Deux streamers français partenaires de Jean Pormanove, mort en août 2025 après douze jours de direct le montrant violenté et humilié sur la plateforme australienne Kick, seront jugés en juillet devant le tribunal de Nice (sud-est), a annoncé mercredi le procureur.
Owen Cenazandotti et Safine Hamadi – qui utilisent les nom de Naruto et Safine en ligne – ont été renvoyés devant le tribunal de Nice où il comparaîtront le 6 juillet 2026, a précisé le procureur Damien Martinelli dans un communiqué.
Ces poursuites font suite à leur placement en garde à vue, mardi, dans le cadre d’une enquête ouverte en 2024, avant le décès l’été dernier à 46 ans de Jean Pormanove, de son vrai nom Raphaël Graven.

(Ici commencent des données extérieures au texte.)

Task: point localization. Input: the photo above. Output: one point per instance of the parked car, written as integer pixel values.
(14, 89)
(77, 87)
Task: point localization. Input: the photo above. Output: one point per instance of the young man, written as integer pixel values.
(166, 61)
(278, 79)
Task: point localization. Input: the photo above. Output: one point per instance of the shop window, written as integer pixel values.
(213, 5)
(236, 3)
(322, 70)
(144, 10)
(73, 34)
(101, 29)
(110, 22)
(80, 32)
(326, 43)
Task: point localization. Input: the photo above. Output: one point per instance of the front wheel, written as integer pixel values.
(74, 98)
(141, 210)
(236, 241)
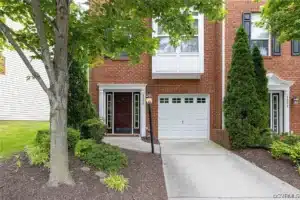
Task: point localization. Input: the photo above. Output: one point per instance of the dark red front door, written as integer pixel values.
(123, 112)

Les deux influenceurs niçois ont tourné avec lui des scènes de violence. Mais l’autopsie sur le corps de ce dernier a toutefois conclu à l’absence d’origine traumatique ou « d’intervention d’un tiers » dans son décès.
Le duo est renvoyé devant la justice pour une série de chefs d’accusation, notamment des violences infligées à Jean Pormanove, mais aussi à l’encontre d’une seconde victime, Stéphane G., ou encore d’un mineur « jeté sur Raphaël Graven dans le cadre d’un combat de catch ».

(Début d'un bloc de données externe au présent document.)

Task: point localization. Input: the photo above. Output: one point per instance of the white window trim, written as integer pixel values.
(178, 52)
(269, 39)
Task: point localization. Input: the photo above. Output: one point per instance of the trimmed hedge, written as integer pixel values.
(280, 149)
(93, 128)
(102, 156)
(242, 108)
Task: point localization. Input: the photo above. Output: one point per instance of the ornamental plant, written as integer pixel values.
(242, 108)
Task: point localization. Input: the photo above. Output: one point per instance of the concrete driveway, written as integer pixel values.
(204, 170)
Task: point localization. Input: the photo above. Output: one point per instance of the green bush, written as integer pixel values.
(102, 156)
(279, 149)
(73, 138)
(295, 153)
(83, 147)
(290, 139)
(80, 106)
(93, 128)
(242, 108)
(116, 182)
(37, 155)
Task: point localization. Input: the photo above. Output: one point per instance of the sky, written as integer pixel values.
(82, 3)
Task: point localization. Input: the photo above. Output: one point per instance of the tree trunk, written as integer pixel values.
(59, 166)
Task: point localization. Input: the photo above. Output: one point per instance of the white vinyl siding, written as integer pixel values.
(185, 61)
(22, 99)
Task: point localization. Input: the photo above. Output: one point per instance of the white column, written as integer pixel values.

La justice avait ouvert cette enquête après la mise en lumière de vidéos montrant Jean Pormanove se faire insulter, frapper, tirer les cheveux, menacer ou encore tirer dessus sans protection avec des projectiles de paintball lors de live sur sa chaîne suivie par près de 200.000 personnes.

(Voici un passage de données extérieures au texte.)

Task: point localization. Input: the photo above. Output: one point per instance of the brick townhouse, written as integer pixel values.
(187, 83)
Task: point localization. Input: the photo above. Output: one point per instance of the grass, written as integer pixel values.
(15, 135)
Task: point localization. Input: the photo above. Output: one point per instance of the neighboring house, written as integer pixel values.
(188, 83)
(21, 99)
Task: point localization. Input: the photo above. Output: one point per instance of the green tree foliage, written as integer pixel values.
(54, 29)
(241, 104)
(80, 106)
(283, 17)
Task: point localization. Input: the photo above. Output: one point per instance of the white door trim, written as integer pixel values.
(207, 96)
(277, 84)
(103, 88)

Les deux streamers avaient été placés une première fois en garde à vue en janvier 2025 puis relâchés sans charge, assurant, comme Jean Pormanove, que tout était scénarisé et destiné à « faire le buzz pour gagner de l’argent ». Ils ont été replacés mardi en garde à vue, à l’issue de laquelle leur a été notifiée leur convocation au tribunal.
– « Flux financiers suspects » –
Dans une deuxième procédure ouverte à Paris, le parquet de la capitale a annoncé mardi demander des mandats d’arrêt contre les gérants de la plateforme australienne Kick qui hébergeait les activités de ces streamers opérant depuis un studio de Contes, près de Nice.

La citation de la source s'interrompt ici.